Evin in fiamme

Incendi e tumulti al carcere di Evin dove sarebbe detenuta Alessia Piperno. In fiamme uno dei luoghi simbolo della repressione.
Per molti iraniani, ricorda Repubblica, Evin è la cella “in cui la teocrazia guidata dall’ayatollah Ali Khamenei ha rinchiuso il dissenso e ogni forma di critica al sistema: prigionieri politici, attivisti, intellettuali, avvocati, studenti”. La quinta settimana di proteste si è aperta intanto “con azioni in almeno una dozzina di città, mentre affioravano nuovi video sulla sporca condotta delle forze di sicurezza” (Corriere). Retate e violenze volte a contrastare quello che il regime di Teheran ritiene “un complotto ordito dagli Stati Uniti e Israele per destabilizzare la Repubblica islamica” (La Stampa).

“Lei non è Golda Meir. Lei deve ancora dimostrare tutto. Ma nelle tre destre che hanno vinto le elezioni, e che stanno occupando i gangli del potere, proprio Lei e solo Lei, lontana dall’identità di questo giornale per cultura e per formazione, rappresenta la residua e flebile speranza di non mandare il Paese in rovina”. Così Massimo Giannini, direttore della Stampa, in una lettera aperta a Giorgia Meloni. In un passaggio di questo suo testo dedicato a “cosa ci divide” il giornalista parla di matrice post-fascista e post-missina “tuttora irrisolta” e sostiene che non bastano “un mazzo di fiori e uno scambio di baci tra Ignazio Benito La Russa e Liliana Segre a sanare la ferita”.

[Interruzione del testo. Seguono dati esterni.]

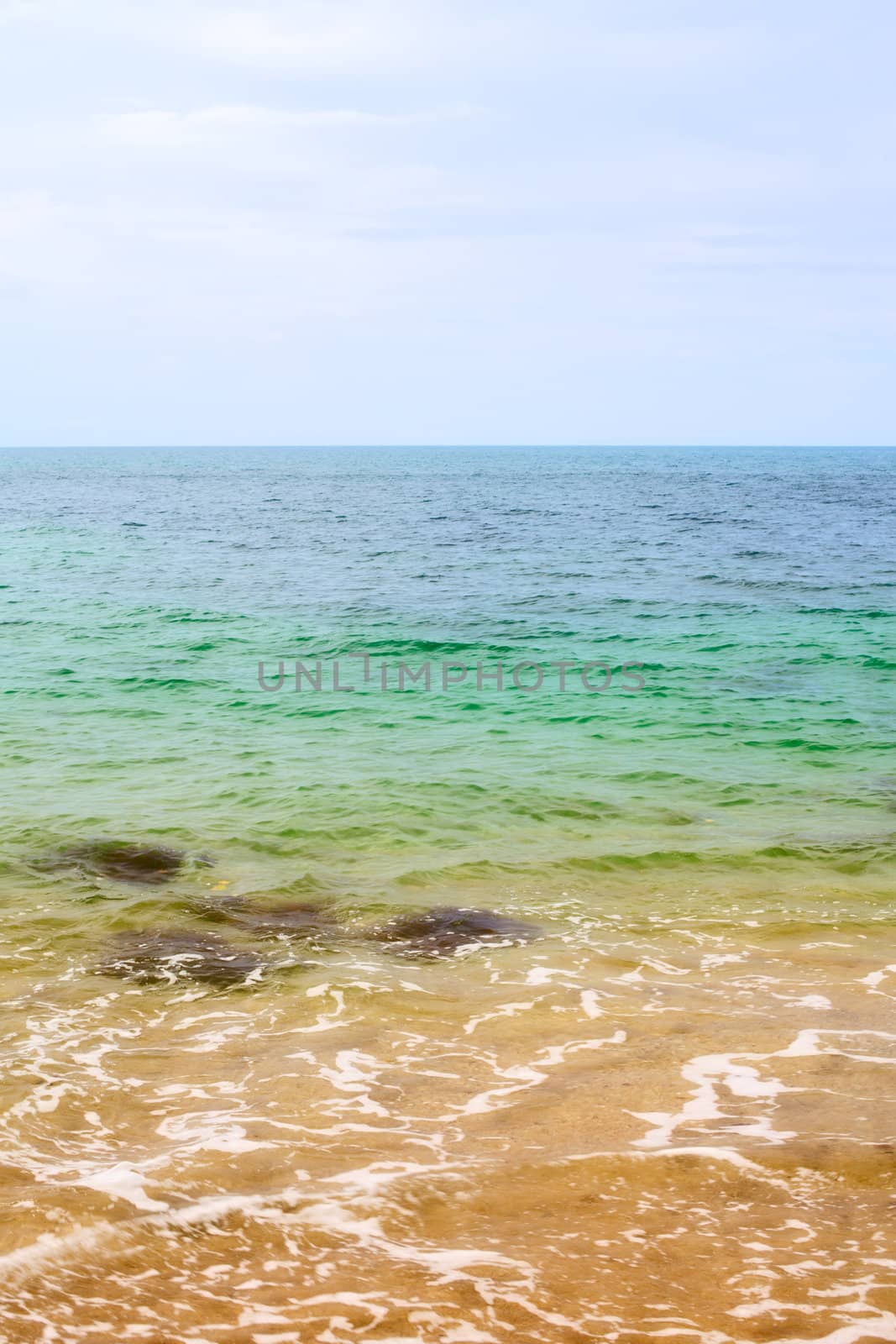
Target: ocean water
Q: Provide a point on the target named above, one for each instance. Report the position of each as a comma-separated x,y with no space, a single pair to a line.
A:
692,1068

“Anche in rapporto alla loro età, possiamo dire che la seconda e la terza carica dello Stato rappresentano l’estrema destra nella sua forma antica e nella sua forma moderna”. È l’opinione di Michele Serra, espressa nella sua Amaca quotidiana su Repubblica. Per Serra “l’anziano La Russa incarna il neofascismo classico, novecentesco e mussoliniano, il giovane Fontana è alfiere del nuovo integralismo cristiano che nell’omofobia e nella xenofobia trova il suo sbocco naturale”. A Roma scritte e uno striscione intimidatorio contro il nuovo presidente del Senato. Gli episodi, segnala il Corriere, hanno suscitato una “solidarietà bipartisan”.

Il 16 ottobre di 79 anni fa si svolgeva la principale retata nazista contro gli ebrei di Roma. Nel giorno dell’anniversario il Corriere parla della pubblicazione, sul sito del Cdec, di una lettera dei coniugi Guido e Virginia Passigli scritta dall’ex collegio militare di via della Lungara. L’unica testimonianza mai uscita da quella struttura di cui si sia oggi a conoscenza, resa di pubblico dominio dal nipote Guidobaldo recentemente scomparso. All’interno del libro di memorie familiari che ne è scaturito un contributo di Liliana Picciotto.

Lazio e Roma hanno lanceranno insieme una iniziativa per le scuole con il patrocinio della Comunità ebraica. Nell’ambito di questo progetto, dedicato al 16 ottobre, sarà anche organizzato un viaggio “nei luoghi della memoria” (Repubblica Roma).

Nelle librerie italiane la biografia di Philip Roth a cura di Blake Bailey. “Assodato che nessuno può scrivere di Roth meglio di Roth stesso, occorre dare atto a Bailey di aver saputo plasmare con eleganza il materiale di riciclo già sapientemente manipolato dal diretto interessato”, scrive Alessandro Piperno (Corriere).

La Lettura del Corriere si apre nel segno dell’imminente centenario della Marcia su Roma, l’atto di forza che portò il fascismo al potere. Il tentativo è quello di immaginare “quale storia avrebbe avuto l’Italia” se la marcia fosse stata fermata.

È in crescita il numero di israeliani che guardano all’area del Negev come opzione abitativa. Per La Stampa un “guanto di sfida a Tel Aviv, il cui mito inizia a scricchiolare sotto il peso del caro vita”.

Dal 23 al 25 ottobre si svolgerà a Roma, promosso da Sant’Egidio, l’incontro internazionale ‘Il grido della pace’. All’evento “saranno rappresentati oltre 50 Paesi e tutte le grandi religioni mondiali: cristiani, musulmani, ebrei, buddisti, induisti e altre fedi asiatiche” (Avvenire).